All of lore.kernel.org
 help / color / mirror / Atom feed
From: Al Viro <viro@zeniv.linux.org.uk>
To: Jan Kara <jack@suse.cz>
Cc: Yu Kuai <yukuai1@huaweicloud.com>, Christoph Hellwig <hch@lst.de>,
	brauner@kernel.org, axboe@kernel.dk,
	linux-fsdevel@vger.kernel.org, linux-block@vger.kernel.org,
	yi.zhang@huawei.com, yangerkun@huawei.com,
	"yukuai (C)" <yukuai3@huawei.com>
Subject: Re: [RFC v4 linux-next 19/19] fs & block: remove bdev->bd_inode
Date: Fri, 22 Mar 2024 14:57:28 +0000	[thread overview]
Message-ID: <20240322145728.GN538574@ZenIV> (raw)
In-Reply-To: <20240322131030.pxbvtubien2t27zw@quack3>

On Fri, Mar 22, 2024 at 02:10:30PM +0100, Jan Kara wrote:
> > End result:
> > 
> > * old ->i_private leaked (already grabbed by your get_bdev_file())
> > * ->bd_openers at 1 (after your bdev_open() gets through)
> > * ->i_private left NULL.
> > 
> > Christoph, could we please get rid of that atomic_t nonsense?
> > It only confuses people into brainos like that.  It really
> > needs ->open_mutex for any kind of atomicity.
> 
> Well, there are a couple of places where we end up reading bd_openers
> without ->open_mutex. Sure these places are racy wrt other opens / closes
> so they need to be careful but we want to make sure we read back at least
> some sane value which is not guaranteed with normal int and compiler
> possily playing weird tricks when updating it. But yes, we could convert
> the atomic_t to using READ_ONCE + WRITE_ONCE in appropriate places to avoid
> these issues and make it more obvious bd_openers are not really handled in
> an atomic way.

What WRITE_ONE()?  We really shouldn't modify it without ->open_mutex; do
we ever do that?  In current mainline:

in blkdev_get_whole(), both callers under ->open_mutex:
block/bdev.c:671:       if (!atomic_read(&bdev->bd_openers))
block/bdev.c:675:       atomic_inc(&bdev->bd_openers);

in blkdev_put_whole(), the sole caller under ->open_mutex:
block_mutex/bdev.c:681:       if (atomic_dec_and_test(&bdev->bd_openers))

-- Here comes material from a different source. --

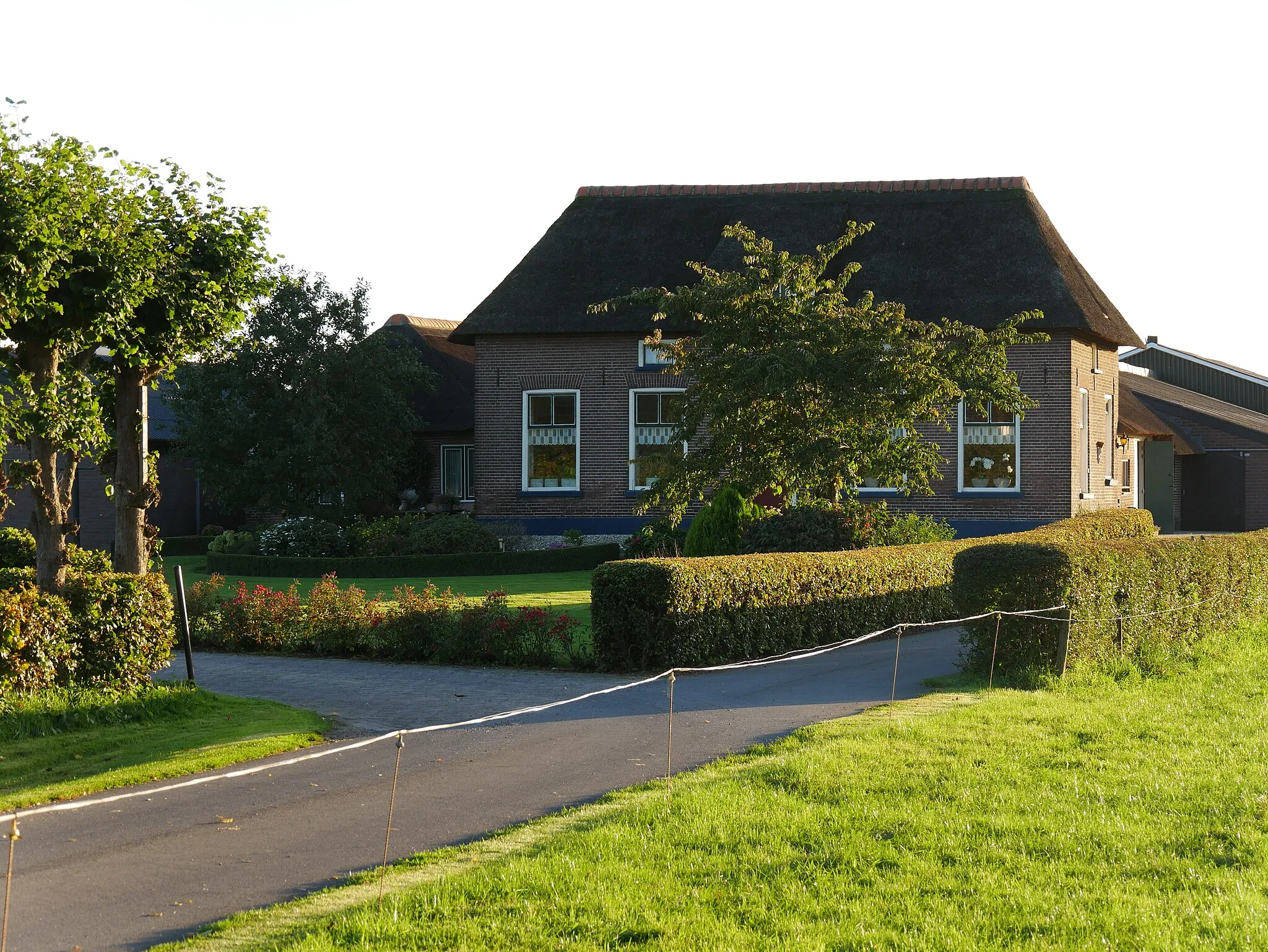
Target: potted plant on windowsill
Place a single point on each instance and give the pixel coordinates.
(979, 472)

in blkdev_get_part(), both callers under ->open_mutex:
block/bdev.c:700:       if (!atomic_read(&part->bd_openers)) {
block/bdev.c:704:       atomic_inc(&part->bd_openers);

in blkdev_put_whole(), the sole caller under ->open_mutex:
block/bdev.c:741:       if (atomic_dec_and_test(&part->bd_openers)) {

in bdev_release(), a deliberately racy reader, commented as such:
block/bdev.c:1032:      if (atomic_read(&bdev->bd_openers) == 1)

in sync_bdevs(), under ->open_mutex:
block/bdev.c:1163:              if (!atomic_read(&bdev->bd_openers)) {

in bdev_del_partition(), under ->open_mutex:
block/partitions/core.c:460:    if (atomic_read(&part->bd_openers))

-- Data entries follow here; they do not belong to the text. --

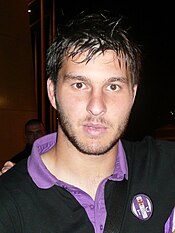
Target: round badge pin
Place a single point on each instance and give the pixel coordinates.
(142, 207)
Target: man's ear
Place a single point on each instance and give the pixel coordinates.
(134, 91)
(51, 92)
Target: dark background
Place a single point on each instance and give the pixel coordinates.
(152, 25)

and finally, in disk_openers(), a racy reader:
include/linux/blkdev.h:231:     return atomic_read(&disk->part0->bd_openers);

So that's two READ_ONCE() and a bunch of reads and writes under ->open_mutex.
Callers of disk_openers() need to be careful and looking through those...
Some of them are under ->open_mutex (either explicitly, or as e.g. lo_release()
called only via bdev ->release(), which comes only under ->open_mutex), but
four of them are not:

arch/um/drivers/ubd_kern.c:1023:                if (disk_openers(ubd_dev->disk))
in ubd_remove().  Racy, possibly a bug.  AFAICS, it's accessible through UML
console and there's nothing to stop it from racing with open().

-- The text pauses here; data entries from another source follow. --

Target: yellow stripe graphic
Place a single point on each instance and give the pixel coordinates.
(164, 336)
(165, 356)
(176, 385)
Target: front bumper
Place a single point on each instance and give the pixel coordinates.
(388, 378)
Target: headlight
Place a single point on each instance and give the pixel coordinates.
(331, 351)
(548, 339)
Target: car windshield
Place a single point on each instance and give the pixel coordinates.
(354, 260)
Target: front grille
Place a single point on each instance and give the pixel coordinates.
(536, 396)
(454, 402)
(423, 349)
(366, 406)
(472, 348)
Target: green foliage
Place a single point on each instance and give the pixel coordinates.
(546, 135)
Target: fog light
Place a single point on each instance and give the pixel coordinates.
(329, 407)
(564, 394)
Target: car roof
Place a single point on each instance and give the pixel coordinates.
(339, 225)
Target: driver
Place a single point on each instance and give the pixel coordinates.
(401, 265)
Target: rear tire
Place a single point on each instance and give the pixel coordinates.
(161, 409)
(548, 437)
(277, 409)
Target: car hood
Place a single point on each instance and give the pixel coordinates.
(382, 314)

drivers/block/loop.c:1245:      if (disk_openers(lo->lo_disk) > 1) {
in loop_clr_fd().  Under loop's private lock, but that's likely to
be a race - ->bd_openers updates are not under that.  Note that
there's no ->open() for /dev/loop, BTW...

drivers/block/loop.c:2161:      if (lo->lo_state != Lo_unbound || disk_openers(lo->lo_disk) > 0) {
in loop_control_remove().  Similar to the previous one, except that
it's done out of band *and* it doesn't have the "autoclean" logics
to work around udev, lovingly described in the comment before the
call in loop_clr_fd().

drivers/block/nbd.c:1279:       if (disk_openers(nbd->disk) > 1)
in nbd_bdev_reset().  Under nbd private mutex (->config_lock),
so there's some exclusion with nbd_open(), but ->bd_openers change
comes outside of that.  Might or might not be a bug - I need to wake
up properly to look through that.

  reply	other threads:[~2024-03-22 14:57 UTC|newest]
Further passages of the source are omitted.